The North Country economy was starting to recover, and towns were looking for new enterprises and businesses and then Covid-19 shut us down.  We can move forward and through this crisis by electing leaders who are dedicated to expanding opportunities for everyone, regardless of zip code. We are going to need leadership who people can trust and rely on as we navigate an unprecedented public health crisis and the worst economic recession since the Great Recession.
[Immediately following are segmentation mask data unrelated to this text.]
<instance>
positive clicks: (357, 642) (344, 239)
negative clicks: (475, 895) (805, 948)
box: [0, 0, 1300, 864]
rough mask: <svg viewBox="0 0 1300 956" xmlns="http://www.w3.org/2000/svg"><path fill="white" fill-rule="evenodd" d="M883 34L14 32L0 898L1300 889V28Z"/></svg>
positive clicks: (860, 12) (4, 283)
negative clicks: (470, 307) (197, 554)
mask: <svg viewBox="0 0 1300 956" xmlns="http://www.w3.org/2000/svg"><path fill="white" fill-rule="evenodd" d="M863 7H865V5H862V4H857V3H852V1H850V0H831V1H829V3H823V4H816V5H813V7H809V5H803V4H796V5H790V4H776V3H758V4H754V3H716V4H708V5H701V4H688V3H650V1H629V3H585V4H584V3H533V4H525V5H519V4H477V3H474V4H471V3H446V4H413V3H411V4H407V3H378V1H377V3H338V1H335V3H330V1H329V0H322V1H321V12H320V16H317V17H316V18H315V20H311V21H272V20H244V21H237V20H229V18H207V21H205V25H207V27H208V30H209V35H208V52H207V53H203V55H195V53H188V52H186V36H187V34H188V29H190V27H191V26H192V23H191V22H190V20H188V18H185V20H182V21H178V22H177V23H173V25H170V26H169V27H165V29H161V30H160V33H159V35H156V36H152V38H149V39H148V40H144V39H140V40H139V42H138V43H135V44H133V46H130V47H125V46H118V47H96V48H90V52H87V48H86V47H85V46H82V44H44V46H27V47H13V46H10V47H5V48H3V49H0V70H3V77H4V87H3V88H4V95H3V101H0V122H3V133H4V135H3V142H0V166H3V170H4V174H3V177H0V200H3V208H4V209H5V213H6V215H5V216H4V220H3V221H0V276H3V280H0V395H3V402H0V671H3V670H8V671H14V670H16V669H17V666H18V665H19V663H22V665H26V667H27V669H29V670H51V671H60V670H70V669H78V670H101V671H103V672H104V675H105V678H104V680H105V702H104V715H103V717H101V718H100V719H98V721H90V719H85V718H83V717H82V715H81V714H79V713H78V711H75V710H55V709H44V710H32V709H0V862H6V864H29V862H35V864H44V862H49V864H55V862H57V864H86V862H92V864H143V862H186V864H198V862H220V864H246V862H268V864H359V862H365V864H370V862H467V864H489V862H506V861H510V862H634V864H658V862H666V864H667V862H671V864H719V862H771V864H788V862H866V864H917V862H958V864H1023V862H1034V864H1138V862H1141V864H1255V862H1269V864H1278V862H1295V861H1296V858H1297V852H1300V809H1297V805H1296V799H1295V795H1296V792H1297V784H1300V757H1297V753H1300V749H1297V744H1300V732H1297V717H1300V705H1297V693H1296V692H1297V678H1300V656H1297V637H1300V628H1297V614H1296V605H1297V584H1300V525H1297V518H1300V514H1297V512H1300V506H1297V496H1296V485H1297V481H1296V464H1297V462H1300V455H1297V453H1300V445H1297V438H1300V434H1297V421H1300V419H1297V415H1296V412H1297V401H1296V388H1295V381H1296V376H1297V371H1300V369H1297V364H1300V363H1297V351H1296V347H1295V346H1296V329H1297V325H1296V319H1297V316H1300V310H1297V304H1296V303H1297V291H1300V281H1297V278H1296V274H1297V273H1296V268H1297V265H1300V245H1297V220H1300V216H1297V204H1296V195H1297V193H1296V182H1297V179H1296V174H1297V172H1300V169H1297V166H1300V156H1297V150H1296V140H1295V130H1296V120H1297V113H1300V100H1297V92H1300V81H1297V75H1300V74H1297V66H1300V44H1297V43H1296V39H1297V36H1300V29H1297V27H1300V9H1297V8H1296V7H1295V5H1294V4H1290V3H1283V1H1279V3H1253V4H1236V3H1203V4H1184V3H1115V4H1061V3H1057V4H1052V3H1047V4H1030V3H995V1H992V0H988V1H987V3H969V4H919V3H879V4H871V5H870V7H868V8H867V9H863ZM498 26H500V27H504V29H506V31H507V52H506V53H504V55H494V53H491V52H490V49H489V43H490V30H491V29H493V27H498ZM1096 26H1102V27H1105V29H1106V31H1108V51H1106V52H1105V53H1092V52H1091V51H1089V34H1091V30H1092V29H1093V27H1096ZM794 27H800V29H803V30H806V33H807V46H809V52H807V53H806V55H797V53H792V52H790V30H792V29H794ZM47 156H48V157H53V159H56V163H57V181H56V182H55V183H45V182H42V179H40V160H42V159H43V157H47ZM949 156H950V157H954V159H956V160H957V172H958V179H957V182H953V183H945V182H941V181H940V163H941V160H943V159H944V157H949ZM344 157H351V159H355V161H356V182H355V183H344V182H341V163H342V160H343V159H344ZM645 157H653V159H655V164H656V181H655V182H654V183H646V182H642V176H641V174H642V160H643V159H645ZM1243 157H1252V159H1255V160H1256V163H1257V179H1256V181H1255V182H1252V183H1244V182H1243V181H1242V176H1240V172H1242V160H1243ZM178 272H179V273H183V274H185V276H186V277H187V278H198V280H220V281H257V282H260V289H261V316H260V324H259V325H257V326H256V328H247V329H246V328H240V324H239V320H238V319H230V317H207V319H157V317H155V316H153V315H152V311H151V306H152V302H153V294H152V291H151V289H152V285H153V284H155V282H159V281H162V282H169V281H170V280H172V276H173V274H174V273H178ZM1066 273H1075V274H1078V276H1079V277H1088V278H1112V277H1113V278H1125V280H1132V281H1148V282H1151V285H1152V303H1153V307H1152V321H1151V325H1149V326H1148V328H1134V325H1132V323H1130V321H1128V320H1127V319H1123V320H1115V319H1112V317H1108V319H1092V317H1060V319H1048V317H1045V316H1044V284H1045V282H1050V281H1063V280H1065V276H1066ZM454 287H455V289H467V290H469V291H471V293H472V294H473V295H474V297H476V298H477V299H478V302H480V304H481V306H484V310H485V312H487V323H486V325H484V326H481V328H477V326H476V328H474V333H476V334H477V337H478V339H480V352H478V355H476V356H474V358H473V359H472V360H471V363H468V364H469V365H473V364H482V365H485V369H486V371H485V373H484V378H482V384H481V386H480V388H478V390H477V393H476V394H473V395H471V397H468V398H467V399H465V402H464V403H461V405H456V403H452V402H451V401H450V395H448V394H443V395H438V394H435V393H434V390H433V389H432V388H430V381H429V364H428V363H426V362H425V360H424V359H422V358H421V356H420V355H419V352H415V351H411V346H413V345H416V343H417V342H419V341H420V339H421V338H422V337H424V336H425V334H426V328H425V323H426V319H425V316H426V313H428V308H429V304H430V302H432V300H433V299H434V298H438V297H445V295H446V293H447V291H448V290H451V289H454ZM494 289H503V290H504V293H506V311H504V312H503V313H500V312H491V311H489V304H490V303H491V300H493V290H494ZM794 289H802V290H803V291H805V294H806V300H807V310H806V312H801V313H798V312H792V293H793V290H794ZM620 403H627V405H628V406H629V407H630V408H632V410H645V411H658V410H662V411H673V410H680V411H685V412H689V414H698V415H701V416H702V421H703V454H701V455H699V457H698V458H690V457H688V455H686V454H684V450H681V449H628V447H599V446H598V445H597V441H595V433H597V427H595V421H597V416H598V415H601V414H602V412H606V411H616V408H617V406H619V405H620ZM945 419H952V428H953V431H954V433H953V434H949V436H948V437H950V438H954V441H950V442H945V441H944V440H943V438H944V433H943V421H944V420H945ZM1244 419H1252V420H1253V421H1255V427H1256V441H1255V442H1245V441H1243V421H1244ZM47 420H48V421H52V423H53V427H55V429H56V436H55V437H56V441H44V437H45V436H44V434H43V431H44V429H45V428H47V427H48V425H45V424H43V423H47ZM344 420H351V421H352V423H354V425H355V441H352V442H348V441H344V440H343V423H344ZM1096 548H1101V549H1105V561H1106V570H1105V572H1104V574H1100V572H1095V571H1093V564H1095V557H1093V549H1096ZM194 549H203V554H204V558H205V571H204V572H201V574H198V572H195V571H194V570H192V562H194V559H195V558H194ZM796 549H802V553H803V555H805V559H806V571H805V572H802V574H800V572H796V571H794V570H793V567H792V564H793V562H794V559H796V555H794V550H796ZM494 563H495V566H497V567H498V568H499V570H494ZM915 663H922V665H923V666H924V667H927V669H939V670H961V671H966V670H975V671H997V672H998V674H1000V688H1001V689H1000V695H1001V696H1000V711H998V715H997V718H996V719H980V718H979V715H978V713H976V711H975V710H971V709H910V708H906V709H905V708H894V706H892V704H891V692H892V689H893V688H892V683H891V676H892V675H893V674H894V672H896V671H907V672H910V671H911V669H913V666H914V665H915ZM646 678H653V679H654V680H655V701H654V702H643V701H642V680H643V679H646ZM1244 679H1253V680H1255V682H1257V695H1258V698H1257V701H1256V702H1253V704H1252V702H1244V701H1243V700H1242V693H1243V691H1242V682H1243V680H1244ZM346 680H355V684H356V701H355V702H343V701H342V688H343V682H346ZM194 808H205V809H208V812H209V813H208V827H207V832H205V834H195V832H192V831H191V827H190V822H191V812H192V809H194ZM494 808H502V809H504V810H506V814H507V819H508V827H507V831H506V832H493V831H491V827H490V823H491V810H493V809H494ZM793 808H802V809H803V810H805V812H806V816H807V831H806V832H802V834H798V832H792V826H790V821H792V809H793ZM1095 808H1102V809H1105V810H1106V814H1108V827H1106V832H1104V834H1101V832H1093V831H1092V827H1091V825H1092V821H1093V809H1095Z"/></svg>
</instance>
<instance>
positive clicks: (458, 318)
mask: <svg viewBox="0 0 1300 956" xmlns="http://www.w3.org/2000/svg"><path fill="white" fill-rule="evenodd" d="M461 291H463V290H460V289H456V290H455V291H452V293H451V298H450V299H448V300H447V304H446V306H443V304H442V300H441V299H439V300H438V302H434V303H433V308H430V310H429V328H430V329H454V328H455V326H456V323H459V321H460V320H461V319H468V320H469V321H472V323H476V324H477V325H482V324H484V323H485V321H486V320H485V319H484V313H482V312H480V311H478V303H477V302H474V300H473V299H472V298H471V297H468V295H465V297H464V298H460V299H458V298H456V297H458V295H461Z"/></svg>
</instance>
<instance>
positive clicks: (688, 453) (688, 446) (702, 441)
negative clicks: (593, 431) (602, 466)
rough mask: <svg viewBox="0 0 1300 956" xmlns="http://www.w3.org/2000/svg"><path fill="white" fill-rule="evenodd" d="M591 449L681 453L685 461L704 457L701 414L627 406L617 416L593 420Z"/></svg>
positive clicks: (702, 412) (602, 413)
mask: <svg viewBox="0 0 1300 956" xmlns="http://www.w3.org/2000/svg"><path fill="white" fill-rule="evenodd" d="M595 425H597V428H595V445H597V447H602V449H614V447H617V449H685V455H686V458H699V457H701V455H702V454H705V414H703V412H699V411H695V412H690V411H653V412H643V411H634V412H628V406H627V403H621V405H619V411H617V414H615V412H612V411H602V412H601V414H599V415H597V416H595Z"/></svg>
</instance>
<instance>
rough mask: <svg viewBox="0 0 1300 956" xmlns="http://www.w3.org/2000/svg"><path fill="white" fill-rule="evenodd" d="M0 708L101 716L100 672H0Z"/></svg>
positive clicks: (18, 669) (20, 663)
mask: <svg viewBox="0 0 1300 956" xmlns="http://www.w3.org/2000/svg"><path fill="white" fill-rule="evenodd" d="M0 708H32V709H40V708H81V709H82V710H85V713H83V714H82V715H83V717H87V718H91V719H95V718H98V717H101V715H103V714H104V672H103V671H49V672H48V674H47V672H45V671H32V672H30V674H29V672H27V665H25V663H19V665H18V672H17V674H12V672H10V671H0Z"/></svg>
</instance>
Our rural communities  need good-paying jobs, and access to technology.  While COVID-19 is more scarce in our rural communities, our communities  have been hit just as hard by the economic ramifications.


NH schools are dependent on property taxes to fund their schools.  That’s fine if you live in a property rich school district but not so fine when you live in a property poor district.  Many of our school districts in the North Country are property poor and this means the citizens of those towns pay higher taxes for fewer services.  Currently there is a lawsuit on  school funding wending its way through the courts.  There is also a Commission looking at educational funding.  They will have recommendations in December, and it will be up to the House and Senate to implement those recommendations. 

Access- landline, cell & broadband

We have a unique opportunity.  Covid -19 is more scarce in our area and now that people know they can work from home, real estate is prime.  That will only last until we can guarantee that everyone has access to broadband, cell service and reliable landlines.   Staying at home, trying to work from home, and also provide Internet service for remote learning and tele-health has demonstrated how far we need to go to remedy this issue.


It’s time we take a good look at the financial and social inequity in our country and state.  The rate of pay for a CEO has skyrocketed while NH sticks with the federal base rate of $7.25/hour established in 1990.  We now call many of our workers – essential.  We’re going to call you an essential worker and then pay you $7.25 – something is wrong with that picture.  Even working for 40 hours a week, no one can support a family on $7.25/hour.  This places stress on our social systems.  Most states fill in the gap with food stamps, section 8 housing, and generally with what was once called welfare.  Without a living wage our social services budget is larger than it needs to be, essentially, we’re subsidizing corporations.  Is that where you want your money to go?  Let’s take a close look at this and provide for a fair and living wage for all our residents.